Intracranial capillary hemangiomas can present as asymptomatic lesions or result in cranial nerve palsy, head circumference enlargement, and elevated intracranial pressure. In addition, these lesions are frequently associated with skin hemangiomas. Only 5 of 22 reviewed cases of intracranial capillary hemangiomas did not involve an associated skin hemangioma.

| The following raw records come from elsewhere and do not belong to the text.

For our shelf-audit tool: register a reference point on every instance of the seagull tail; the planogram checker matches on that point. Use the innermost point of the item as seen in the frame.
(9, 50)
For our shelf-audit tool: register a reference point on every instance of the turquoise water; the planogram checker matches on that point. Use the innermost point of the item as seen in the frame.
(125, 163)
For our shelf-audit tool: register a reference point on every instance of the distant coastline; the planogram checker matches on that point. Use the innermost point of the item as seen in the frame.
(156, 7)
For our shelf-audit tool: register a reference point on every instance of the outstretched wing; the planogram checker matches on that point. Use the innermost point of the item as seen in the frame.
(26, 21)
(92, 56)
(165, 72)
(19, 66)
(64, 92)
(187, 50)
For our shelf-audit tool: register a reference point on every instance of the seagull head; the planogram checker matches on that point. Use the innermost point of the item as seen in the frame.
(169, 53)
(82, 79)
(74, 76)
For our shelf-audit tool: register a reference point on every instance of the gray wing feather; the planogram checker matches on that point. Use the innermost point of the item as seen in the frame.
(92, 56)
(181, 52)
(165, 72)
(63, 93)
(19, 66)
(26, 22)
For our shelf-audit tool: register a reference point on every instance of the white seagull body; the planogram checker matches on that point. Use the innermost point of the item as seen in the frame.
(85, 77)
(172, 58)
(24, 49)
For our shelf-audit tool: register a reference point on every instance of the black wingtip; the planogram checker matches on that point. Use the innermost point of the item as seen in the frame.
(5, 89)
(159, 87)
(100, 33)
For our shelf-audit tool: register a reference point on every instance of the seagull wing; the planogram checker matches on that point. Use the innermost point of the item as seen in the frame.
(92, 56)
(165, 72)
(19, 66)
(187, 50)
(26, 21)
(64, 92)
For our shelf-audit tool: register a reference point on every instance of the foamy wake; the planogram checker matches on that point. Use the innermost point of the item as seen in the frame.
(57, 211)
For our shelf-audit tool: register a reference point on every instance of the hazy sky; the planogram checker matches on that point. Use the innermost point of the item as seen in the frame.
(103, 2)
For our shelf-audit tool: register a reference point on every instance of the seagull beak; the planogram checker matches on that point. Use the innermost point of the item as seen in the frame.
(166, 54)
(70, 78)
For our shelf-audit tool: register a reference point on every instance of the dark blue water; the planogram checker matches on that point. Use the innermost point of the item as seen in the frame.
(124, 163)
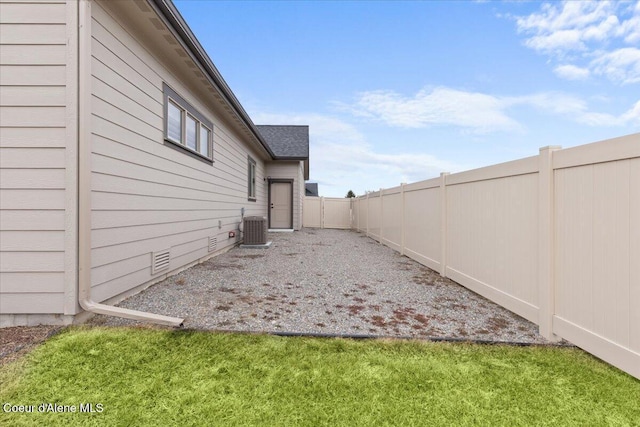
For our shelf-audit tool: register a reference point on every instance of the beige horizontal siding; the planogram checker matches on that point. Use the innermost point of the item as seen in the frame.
(31, 303)
(26, 241)
(28, 34)
(32, 282)
(32, 158)
(23, 13)
(32, 178)
(32, 116)
(32, 96)
(34, 127)
(33, 137)
(32, 262)
(147, 196)
(32, 54)
(47, 220)
(25, 75)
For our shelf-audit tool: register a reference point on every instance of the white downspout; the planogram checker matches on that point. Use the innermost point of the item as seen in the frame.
(84, 183)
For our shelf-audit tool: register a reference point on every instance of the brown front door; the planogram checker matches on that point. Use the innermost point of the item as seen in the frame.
(281, 205)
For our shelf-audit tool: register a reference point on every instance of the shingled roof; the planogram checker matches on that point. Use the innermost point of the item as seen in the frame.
(286, 142)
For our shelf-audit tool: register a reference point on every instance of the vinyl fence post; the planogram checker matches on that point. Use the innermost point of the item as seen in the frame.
(402, 218)
(443, 224)
(381, 217)
(367, 224)
(546, 291)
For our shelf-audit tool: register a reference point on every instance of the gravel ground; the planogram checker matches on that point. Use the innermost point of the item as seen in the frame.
(327, 282)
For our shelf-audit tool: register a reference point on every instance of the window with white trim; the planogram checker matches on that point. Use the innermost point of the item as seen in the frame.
(251, 179)
(186, 127)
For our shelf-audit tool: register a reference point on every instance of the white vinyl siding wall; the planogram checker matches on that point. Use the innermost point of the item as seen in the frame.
(291, 170)
(147, 196)
(38, 71)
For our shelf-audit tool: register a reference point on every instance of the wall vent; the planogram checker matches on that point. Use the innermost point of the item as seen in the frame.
(160, 261)
(255, 230)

Moreover, intracranial hemangiomas appear to be associated with PHACE syndrome7,23 and exhibit a female predominance (with a male/female ratio of 1:2).8,11 Capillary hemangiomas are also characterized by a proliferative phase during the 1st months of life that is followed by spontaneous regression in most cases.5,18

Intracranial capillary hemangiomas are characterized by isointensity or hypointensity on T1-weighted MR images, with avid uniform contrast enhancement, and by hyperintensity on T2-weighted MR images. Because capillary hemangiomas present sinusoidal vascularization, the repetition of T1-weighted MRI at a different time with Gd could show a progressive enhancement differing from that observed with other posterior fossa tumors, which do not maintain this enhancement over time. On CT scans, these tumors are characterized by isodensity to hyperdensity, a lobulated morphology, and intense contrast enhancement. Although angiography is rarely performed, such studies of these tumors reveal enlarged arterial feeders and intense contrast staining, with pooling of the contrast medium within tumoral vascular spaces.2,13,21,23 Doppler US of intracranial capillary hemangiomas indicates numerous intralesional and perilesional vessels, with a high-peak arterial Doppler shift.23 The aforementioned imaging findings are not exclusive to intracranial capillary hemangiomas; in fact, these tumors must primarily be differentiated from meningiomas, hemangiopericytomas, and hemangioblastomas.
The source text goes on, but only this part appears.